In [1]:
from datasets import load_dataset

In [7]:
# Load the datasets
ds1_train = load_dataset("joelniklaus/legal_case_document_summarization", split='train')
ds1_train = ds1_train.remove_columns(['dataset_name'])
ds1_train = ds1_train.rename_column('judgement', 'text')
ds1_train = ds1_train.rename_column('summary', 'label')
print(ds1_train)

# NOTE: This dataset only has 50 rows. It may not be a dataset we want to use.
# Although the summaries appear to be good
ds2_DatasetDict = load_dataset("manasvikalyan/legal-documents-summary")
ds2_actual = ds2_DatasetDict['data']
ds2_actual = ds2_actual.remove_columns(['summary_a2'])
ds2_actual = ds2_actual.rename_column('summary_a1', 'label')
ds2_actual = ds2_actual.rename_column('judgement', 'text')
print(ds2_actual)

ds3_train = load_dataset("coastalcph/lex_glue", "case_hold", split='train')
print(ds3_train)
ds4_train = load_dataset("coastalcph/lex_glue", "ecthr_a", split='train')
print(ds4_train)
ds5_train = load_dataset("coastalcph/lex_glue", "ecthr_b", split='train')
print(ds5_train)
ds6_train = load_dataset("coastalcph/lex_glue", "eurlex", split='train')
print(ds6_train)
ds7_train = load_dataset("coastalcph/lex_glue", "ledgar", split='train')
print(ds7_train)
ds8_train = load_dataset("coastalcph/lex_glue", "scotus", split='train')
print(ds8_train)


Repo card metadata block was not found. Setting CardData to empty.


Dataset({
    features: ['text', 'label'],
    num_rows: 7773
})
Dataset({
    features: ['text', 'label'],
    num_rows: 50
})
Dataset({
    features: ['context', 'endings', 'label'],
    num_rows: 45000
})
Dataset({
    features: ['text', 'labels'],
    num_rows: 9000
})
Dataset({
    features: ['text', 'labels'],
    num_rows: 9000
})
Dataset({
    features: ['text', 'labels'],
    num_rows: 55000
})
Dataset({
    features: ['text', 'label'],
    num_rows: 60000
})
Dataset({
    features: ['text', 'label'],
    num_rows: 5000
})


In [20]:
from transformers import BertTokenizer

In [21]:
# Load the BERT tokenizer
tokenizer = BertTokenizer.from_pretrained('bert-base-uncased')

In [22]:
# define a tokenization function for the summarization task
def tokenize_function(examples):
    # Tokenize the 'text' (input legal case) and 'label' (summary)
    return tokenizer(examples['text'], padding='max_length', truncation=True, max_length=512)

In [28]:
ds1_train_tokenized = ds1_train.map(tokenize_function, batched=True)
ds2_actual_tokenized = ds2_actual.map(tokenize_function, batched=True)

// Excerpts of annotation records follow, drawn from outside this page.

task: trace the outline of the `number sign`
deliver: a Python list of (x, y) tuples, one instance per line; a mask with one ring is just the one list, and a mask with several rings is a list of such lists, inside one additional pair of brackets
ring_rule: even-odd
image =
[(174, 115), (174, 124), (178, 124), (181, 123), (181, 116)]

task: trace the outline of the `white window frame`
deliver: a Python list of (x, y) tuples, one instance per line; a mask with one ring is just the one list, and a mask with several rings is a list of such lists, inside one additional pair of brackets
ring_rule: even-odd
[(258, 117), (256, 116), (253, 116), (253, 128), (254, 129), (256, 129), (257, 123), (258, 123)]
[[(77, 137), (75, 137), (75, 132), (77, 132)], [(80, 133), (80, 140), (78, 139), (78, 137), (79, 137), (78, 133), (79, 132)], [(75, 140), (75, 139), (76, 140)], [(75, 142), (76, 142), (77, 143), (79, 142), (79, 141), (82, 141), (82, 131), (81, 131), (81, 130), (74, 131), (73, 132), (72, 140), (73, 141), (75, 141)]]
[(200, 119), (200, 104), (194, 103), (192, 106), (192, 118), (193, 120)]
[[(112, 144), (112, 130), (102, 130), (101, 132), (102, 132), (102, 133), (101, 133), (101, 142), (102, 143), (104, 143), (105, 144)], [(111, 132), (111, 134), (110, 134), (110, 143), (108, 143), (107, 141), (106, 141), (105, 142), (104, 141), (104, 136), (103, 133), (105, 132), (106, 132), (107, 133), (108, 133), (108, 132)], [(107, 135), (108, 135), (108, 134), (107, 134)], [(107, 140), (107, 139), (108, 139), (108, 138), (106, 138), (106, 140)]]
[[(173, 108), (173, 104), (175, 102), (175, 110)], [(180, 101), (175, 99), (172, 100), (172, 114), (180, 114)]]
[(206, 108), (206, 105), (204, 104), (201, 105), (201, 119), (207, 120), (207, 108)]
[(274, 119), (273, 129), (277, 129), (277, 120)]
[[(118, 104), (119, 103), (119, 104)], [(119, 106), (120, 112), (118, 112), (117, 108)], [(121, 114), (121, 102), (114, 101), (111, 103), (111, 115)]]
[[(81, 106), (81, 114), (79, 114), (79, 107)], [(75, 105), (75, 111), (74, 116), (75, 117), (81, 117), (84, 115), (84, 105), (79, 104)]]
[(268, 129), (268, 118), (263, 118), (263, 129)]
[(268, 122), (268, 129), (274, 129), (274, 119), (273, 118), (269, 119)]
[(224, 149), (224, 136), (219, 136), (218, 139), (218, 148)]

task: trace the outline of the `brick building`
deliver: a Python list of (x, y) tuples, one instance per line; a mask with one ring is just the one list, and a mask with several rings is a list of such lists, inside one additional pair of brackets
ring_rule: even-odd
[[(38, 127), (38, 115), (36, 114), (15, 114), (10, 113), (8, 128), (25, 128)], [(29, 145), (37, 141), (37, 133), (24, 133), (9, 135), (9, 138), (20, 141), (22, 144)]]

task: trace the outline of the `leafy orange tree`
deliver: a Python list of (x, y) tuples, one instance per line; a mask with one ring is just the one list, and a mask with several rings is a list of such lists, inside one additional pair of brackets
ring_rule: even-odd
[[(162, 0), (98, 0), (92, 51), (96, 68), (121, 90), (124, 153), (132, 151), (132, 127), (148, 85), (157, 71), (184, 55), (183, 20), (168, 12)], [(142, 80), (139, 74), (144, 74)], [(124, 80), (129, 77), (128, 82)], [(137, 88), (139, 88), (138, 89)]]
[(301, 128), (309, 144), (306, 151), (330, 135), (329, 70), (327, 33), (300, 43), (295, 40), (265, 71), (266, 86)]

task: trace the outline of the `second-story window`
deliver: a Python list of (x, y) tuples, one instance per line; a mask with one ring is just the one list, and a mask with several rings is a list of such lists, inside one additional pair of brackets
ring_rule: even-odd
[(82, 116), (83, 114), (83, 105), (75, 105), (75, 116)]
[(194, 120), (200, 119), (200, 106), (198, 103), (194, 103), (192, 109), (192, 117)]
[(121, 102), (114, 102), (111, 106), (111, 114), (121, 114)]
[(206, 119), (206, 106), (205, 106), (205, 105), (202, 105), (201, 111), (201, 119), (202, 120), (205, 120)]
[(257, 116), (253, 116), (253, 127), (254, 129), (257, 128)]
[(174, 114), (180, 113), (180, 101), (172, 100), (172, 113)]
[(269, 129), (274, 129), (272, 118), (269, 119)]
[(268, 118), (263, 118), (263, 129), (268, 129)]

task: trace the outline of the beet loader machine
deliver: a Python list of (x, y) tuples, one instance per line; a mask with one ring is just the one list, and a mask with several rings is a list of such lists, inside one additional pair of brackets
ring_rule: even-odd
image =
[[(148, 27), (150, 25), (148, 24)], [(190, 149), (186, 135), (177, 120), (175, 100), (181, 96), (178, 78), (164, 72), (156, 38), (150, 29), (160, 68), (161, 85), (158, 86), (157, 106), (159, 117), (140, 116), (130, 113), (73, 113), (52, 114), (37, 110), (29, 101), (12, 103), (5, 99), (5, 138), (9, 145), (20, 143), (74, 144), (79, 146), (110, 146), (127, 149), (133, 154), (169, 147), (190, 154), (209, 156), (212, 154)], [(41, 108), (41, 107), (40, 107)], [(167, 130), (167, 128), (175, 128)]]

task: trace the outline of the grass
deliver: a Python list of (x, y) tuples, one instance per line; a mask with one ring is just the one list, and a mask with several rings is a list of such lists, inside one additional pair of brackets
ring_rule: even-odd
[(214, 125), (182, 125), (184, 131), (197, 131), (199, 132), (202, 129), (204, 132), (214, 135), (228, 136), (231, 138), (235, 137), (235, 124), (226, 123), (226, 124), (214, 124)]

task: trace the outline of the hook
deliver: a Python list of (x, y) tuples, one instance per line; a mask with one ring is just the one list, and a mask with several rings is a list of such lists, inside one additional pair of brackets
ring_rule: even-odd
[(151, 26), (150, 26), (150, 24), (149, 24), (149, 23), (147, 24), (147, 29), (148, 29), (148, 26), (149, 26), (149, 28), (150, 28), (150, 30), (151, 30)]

print(ds1_train_tokenized)
print(ds2_actual_tokenized)

Dataset({
    features: ['text', 'label', 'input_ids', 'token_type_ids', 'attention_mask'],
    num_rows: 7773
})
Dataset({
    features: ['text', 'label', 'input_ids', 'token_type_ids', 'attention_mask'],
    num_rows: 50
})


In [24]:
# For the summarization task, the labels need to be tokenized separately
def tokenize_labels(examples):
    return tokenizer(examples['label'], padding="max_length", truncation=True, max_length=150) # max_length can be adjusted for summaries

In [29]:
# Apply the tokenization to the label column (summaries)
ds1_train_tokenized = ds1_train_tokenized.map(tokenize_labels, batched=True, remove_columns=['label'])
ds2_actual_tokenized = ds2_actual_tokenized.map(tokenize_labels, batched=True, remove_columns=['label'])

print(ds1_train_tokenized)
print(ds2_actual_tokenized)

Dataset({
    features: ['text', 'input_ids', 'token_type_ids', 'attention_mask'],
    num_rows: 7773
})
Dataset({
    features: ['text', 'input_ids', 'token_type_ids', 'attention_mask'],
    num_rows: 50
})


In [30]:
ds1_train_tokenized = ds1_train_tokenized.rename_column("input_ids", "labels")
ds2_actual_tokenized = ds2_actual_tokenized.rename_column("input_ids", "labels")

print(ds1_train_tokenized)
print(ds2_actual_tokenized)

Dataset({
    features: ['text', 'labels', 'token_type_ids', 'attention_mask'],
    num_rows: 7773
})
Dataset({
    features: ['text', 'labels', 'token_type_ids', 'attention_mask'],
    num_rows: 50
})